Gwendoline - C’est à moi çaNous y voilà. L’heure du second album et de la confirmation et c’est peu dire qu’en ce qui concerne le duo breton Gwendoline, les interrogations ne manquaient pas. Comment passer d’un premier album craché en 15 jours sous forme de private joke pour sceller des retrouvailles amicales en tuant le temps, au mieux destiné à quelques potes, à un album conçu tel quel, c’est-à-dire avec quelques enjeux notables derrière ? Comment passer d’un obscur label cold wave espagnol à Born Bad Records, maison de disques indépendante devenue référence incontournable en France et bien au-delà qu’aucun radar ne peut plus éviter ? Comment passer du statut de musiciens branleurs à la petite semaine à duo peut-être le plus attendu du monde indé francophone en 2024 ? Comment, en résumé, assumer le succès plutôt inattendu d’Après C’est Gobelet ! premier album surprise sorti en pleine pangolinophobie qui n’a depuis cessé de gagner au regard de ses rééditions de l’audience et de l’intérêt critique ? Le fait est que si beaucoup sont arrivés petit à petit dans l’univers de Gwendoline par la force du bouche à oreille sur le temps long, au rythme des concerts et festivals pour lesquels le duo (pas si branleur du coup) n’a pas ménagé ses efforts ou que si certains ont longtemps attendu avant de succomber, se demandant sans doute non sans une pointe de snobisme si Gwendoline n’était pas plutôt à ranger du côté des énervants Fauve que des essentiels Michel Cloup ou Pascal Bouaziz, tous, aujourd’hui, ensemble et d’un coup, attendent C’est à moi ça avec impatience et excitation.

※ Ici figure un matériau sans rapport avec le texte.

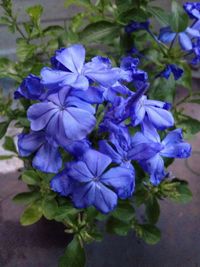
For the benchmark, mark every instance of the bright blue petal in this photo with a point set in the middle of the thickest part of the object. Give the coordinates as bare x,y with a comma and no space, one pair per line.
29,143
96,162
160,118
121,180
79,171
77,123
72,58
39,115
185,41
105,199
47,159
106,149
155,167
166,35
62,184
93,95
84,195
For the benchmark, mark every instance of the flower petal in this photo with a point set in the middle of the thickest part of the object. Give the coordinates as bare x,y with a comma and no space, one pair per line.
79,171
29,143
72,57
160,118
84,195
47,159
62,184
96,162
121,180
185,41
77,123
105,199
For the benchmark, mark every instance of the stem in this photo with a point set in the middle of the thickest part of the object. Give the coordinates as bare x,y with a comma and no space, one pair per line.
172,42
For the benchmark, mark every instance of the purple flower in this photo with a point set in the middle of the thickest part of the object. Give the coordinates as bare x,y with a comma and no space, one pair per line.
156,111
63,115
72,70
172,146
185,38
131,72
30,88
47,157
92,185
135,26
122,147
171,68
192,9
196,50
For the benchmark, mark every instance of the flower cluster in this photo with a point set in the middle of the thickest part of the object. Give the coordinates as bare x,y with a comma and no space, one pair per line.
189,39
84,111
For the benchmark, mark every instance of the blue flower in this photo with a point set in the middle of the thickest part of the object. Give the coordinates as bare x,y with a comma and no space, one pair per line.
167,36
92,185
172,146
30,88
47,157
122,147
72,70
156,111
131,72
196,50
171,68
192,9
135,26
63,115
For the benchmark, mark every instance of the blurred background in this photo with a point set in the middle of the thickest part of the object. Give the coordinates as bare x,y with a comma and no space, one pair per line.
40,245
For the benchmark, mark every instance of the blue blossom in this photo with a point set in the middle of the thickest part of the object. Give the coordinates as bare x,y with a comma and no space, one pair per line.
112,92
47,157
171,68
192,9
92,185
63,116
172,146
30,88
196,50
131,72
157,112
122,147
135,26
185,38
72,70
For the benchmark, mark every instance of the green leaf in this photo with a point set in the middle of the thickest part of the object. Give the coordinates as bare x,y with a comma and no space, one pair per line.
9,144
26,197
149,233
24,50
30,177
161,16
35,12
183,193
49,207
189,125
124,211
118,227
64,212
32,214
3,128
186,79
152,210
4,157
163,89
179,18
83,3
98,30
74,255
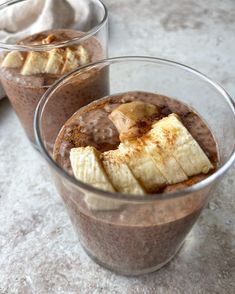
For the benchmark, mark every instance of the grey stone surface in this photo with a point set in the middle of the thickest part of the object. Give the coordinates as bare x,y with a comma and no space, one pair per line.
39,252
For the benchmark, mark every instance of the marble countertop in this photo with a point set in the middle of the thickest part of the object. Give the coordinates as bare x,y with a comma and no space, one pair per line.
39,252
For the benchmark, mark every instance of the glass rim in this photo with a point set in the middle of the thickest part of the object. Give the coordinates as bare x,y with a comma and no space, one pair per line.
47,47
121,196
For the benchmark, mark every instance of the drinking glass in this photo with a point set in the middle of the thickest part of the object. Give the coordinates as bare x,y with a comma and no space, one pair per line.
78,22
129,234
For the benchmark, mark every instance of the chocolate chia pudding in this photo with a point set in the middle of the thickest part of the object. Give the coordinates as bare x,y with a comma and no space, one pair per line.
131,238
25,79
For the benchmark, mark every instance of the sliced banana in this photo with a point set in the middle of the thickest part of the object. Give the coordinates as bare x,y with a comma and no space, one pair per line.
75,58
71,61
126,116
35,63
87,168
183,146
119,173
82,55
55,61
13,59
142,165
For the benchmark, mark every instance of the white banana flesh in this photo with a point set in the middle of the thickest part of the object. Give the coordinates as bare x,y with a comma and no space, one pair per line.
119,173
87,168
35,63
13,59
167,154
56,61
183,146
142,165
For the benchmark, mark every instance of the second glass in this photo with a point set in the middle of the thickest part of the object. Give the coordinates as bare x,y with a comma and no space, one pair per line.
45,49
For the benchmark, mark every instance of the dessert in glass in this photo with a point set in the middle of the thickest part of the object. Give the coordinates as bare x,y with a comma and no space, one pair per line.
32,63
136,167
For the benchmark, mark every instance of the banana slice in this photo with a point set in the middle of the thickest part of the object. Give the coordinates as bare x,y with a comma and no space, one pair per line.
55,61
182,145
157,145
87,168
14,59
126,116
35,63
120,174
142,165
74,58
83,55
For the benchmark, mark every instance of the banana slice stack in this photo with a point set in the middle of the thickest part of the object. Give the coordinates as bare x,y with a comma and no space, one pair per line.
57,61
166,154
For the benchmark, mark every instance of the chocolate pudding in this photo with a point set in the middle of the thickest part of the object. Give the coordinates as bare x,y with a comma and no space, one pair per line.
132,237
24,87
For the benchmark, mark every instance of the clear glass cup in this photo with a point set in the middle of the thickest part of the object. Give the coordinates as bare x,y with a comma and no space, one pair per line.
138,234
75,23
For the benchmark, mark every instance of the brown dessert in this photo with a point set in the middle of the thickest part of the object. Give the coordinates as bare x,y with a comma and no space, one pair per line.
131,238
27,75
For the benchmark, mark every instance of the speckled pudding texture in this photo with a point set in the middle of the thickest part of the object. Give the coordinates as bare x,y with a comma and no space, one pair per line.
39,249
25,91
136,238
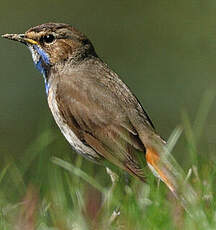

Mickäel Olivette et Pierre Barrett ont-ils changé ? Sans doute un peu, forcément. Relocalisés à Brest où ils ont enregistré ce second album, ils assument le relatif confort artistique et matériel dans lequel le succès les a plongés, portant dorénavant des onéreux cirés noirs d’une célèbre marque marine qui leurs permettent de se fondre dans la grisaille de la cité du ponant qui sert de cadre à l’univers visuel de C’est à moi ça, artwork et vidéos signés de l’acolyte rennais Aloïs Lecerf déjà responsable du monument américain de la pochette du dernier album des Bantam Lyons. Pour autant, impensable d’envisager un autre mode opératoire pour des compositions enregistrées par leurs propres soins, sans aide extérieure, sans débauche de moyen. Fidèles à la démarche et à leur sens éprouvé de l’auto-dépréciation, la création de ce second album s’est faite non sans douleur, non sans noirceur. Pierre et Mickaël se cachent les yeux. Pleurent-ils ? Rient-ils ? Refusent-ils de voir ce monde qui, dans ses aspects les plus visibles, semble plus que jamais les dégouter ? Un peu de tout cela à la fois. Portés par un humour noir à l’ironie grinçante et un cynisme assumé, volontiers moqueur, les textes de C’est à moi ça s’inscrivent dans la continuité du premier album mais sur un ton un peu différent, via l’étape du EP Sans Contact sur lequel on sentait déjà que les blagues devenues des hymnes éthyliques notamment en concert (le Chevalier Ricard, Voldebière, Audi RTT…) correspondaient moins à l’idée de ce vers quoi ils voulaient aller.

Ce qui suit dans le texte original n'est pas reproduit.